San Martín sonrió a esa respuesta, pues veía que
el muchacho se contaba decididamente entre los patriotas.
-Debes tener presente que en caso de ser descubierto,
te fusilarán - continuó, para conocer la entereza de aquel niño.
-General, ya lo sé.
-Entonces ¿estás resuelto?
-General, sí.
-Muy bien. Quiero enviarte a Chile con una carta
que por nada ¿entien-des? ¡por nada! debe caer en manos ajenas. Si llegaras a
perderla, costaría la vida a muchas personas. La entregarás al abogado don
Manuel Rodríguez, en Santiago, y la contestación la traerás con las mismas
precauciones. Si te vieras en peligro, la destruirás; y si por desgracia fueras
descubierto, supongo que sabrás guardar el secreto. ¿Has entendido, Miguel?
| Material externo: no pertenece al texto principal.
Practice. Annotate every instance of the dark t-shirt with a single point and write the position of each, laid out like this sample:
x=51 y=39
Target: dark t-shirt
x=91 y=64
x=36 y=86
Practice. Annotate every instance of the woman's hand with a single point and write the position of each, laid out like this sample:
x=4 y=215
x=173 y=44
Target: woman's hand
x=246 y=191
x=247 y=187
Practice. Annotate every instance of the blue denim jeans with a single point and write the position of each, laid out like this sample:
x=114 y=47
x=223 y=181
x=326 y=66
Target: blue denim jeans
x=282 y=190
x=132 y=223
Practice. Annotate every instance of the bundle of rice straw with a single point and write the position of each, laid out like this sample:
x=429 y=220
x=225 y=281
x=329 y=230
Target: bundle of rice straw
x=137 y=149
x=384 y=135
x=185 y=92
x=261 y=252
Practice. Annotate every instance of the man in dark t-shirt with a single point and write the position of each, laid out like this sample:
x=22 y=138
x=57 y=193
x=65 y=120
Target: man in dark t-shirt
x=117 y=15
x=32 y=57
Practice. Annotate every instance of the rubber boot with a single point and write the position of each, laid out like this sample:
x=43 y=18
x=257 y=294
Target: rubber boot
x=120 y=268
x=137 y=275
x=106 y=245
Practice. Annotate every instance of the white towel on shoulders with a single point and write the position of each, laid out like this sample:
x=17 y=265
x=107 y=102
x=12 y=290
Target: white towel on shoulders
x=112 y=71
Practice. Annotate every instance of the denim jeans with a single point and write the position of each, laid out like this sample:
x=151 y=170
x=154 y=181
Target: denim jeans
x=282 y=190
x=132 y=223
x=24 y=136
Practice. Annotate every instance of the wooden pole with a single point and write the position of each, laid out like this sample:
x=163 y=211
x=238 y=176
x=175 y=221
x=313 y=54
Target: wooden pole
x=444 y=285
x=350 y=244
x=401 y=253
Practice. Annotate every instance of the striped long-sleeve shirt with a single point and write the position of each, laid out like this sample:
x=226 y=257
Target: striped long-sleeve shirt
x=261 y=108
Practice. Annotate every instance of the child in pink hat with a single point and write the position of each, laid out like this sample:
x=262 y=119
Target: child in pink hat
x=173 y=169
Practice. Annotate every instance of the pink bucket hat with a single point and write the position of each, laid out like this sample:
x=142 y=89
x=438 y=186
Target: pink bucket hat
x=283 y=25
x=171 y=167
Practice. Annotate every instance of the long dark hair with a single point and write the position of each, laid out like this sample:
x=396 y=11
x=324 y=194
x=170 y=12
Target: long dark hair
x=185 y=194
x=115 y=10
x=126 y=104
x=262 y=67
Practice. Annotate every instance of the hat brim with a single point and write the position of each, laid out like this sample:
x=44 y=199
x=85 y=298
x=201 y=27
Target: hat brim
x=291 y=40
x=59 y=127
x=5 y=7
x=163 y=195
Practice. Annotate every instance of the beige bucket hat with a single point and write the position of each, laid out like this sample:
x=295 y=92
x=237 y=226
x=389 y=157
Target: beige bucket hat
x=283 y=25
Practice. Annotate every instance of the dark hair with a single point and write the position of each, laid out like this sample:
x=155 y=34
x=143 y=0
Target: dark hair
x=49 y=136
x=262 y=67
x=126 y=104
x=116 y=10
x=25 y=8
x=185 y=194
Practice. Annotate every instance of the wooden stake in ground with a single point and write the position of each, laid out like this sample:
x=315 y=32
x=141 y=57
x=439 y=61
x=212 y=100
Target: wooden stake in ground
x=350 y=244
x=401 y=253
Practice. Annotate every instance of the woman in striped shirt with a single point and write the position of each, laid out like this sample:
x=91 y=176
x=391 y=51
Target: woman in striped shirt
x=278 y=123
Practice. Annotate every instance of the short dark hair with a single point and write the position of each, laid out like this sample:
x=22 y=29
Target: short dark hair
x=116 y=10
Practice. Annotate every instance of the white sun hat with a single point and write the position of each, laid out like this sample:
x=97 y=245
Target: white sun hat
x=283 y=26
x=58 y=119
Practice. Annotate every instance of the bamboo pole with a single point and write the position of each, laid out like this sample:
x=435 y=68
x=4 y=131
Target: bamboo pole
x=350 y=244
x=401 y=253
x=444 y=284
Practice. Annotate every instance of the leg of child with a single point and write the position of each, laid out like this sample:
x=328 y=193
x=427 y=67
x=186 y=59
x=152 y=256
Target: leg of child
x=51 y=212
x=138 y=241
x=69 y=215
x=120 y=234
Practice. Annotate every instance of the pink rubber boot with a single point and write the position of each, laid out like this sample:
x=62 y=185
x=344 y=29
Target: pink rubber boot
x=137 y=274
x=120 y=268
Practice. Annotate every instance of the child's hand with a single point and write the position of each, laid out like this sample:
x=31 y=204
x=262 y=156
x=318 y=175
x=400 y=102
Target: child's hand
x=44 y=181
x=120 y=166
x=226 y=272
-Perfectamente, general -respondió el muchacho;
y esta contestación, sencilla y firme, satisfizo al insigne conocedor de
hombres.
II
Dos días después, Miguel pasaba la cordillera en
compañía de unos arrieros. Llevaba la carta cosida en un cinturón debajo de la
ropa; tenía el aire más inocente y despreocupado del mundo, y nadie hubiera
sospechado que pensara en otras cosas que no fueran niñerías, pues durante el
viaje no hizo sino cantar, silbar y bromear. Refirió a sus compañeros que iba a
la finca de unos parientes al otro lado de la cordillera, y todos le cobraron
afecto por su buen humor. Cuando se separaron en territorio chileno, le
despidieron cariño-samente.
Miguel ignoraba que el señor Manuel Rodríguez,
destinatario de la carta, era uno de los chilenos que más activamente
contribuían a preparar la revolución patriota para cuando invadiera San Martín
con su ejército. Ignoraba, asimismo, que él sólo era uno de los innumerables
agentes y espías que el general tenía para llevar y traer correspondencia
secreta, sembrar noticias, verdaderas o falsas, según le conviniera, y tenerle
al corriente de cuanto ocurría en Chile y pudiera serle útil. El general le
había honrado con su confianza y debía justificarla. Eso le bastaba.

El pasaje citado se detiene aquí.